For young people, the last two decades have seen major changes to post-16 education with the school age rising to 18, access to higher education being widened and apprenticeships being recreated. These reforms have consumed a significant amount of public money and government effort but progress has been too slow and results have been too piecemeal. In particular, labour market outcomes for young
people have been consistently poor. Youth unemployment fell from 14.6 to 12.5 percent over the period – after peaking at over 22 per cent following the financial crisis.
The gap between youth and overall levels of unemployment is higher at the end of the period than at the start and the number of young people who are NEET – not in employment, education or training – has barely changed. Since 2008, young people’s wages have fallen 16 per cent, taking their pay to below 1997 levels. The number of young people receiving careers advice or work experience has also fallen
and more new apprenticeships have gone to older workers than younger ones.
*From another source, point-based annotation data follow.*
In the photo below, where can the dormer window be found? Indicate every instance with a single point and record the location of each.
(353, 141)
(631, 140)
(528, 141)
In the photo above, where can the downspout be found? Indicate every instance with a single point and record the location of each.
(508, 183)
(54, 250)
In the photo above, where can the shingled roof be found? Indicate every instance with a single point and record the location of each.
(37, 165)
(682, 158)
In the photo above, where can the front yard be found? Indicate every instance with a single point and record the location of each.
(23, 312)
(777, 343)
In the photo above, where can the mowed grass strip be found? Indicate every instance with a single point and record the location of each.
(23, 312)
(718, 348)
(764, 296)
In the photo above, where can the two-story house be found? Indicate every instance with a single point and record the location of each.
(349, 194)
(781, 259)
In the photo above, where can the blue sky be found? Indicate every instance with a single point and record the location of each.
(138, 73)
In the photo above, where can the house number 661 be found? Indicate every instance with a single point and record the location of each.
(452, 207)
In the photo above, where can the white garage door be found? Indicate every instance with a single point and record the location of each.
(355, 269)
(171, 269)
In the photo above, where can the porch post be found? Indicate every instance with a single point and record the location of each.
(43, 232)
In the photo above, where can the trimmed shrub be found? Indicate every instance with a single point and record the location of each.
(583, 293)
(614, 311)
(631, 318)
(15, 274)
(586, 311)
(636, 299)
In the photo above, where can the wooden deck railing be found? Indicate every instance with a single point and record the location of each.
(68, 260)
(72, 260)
Despite universities’ success in opening their doors to more working class youngsters than ever before, retention rates and graduate outcomes for disadvantaged students have barely improved over the period. If progress continues at the current rate, it will take 120 years before disadvantaged young people become as likely as their better-off peers to achieve A levels or equivalent qualifications. In higher education, it will take more than 80 years before the participation gap
between students from disadvantaged and more advantaged areas closes.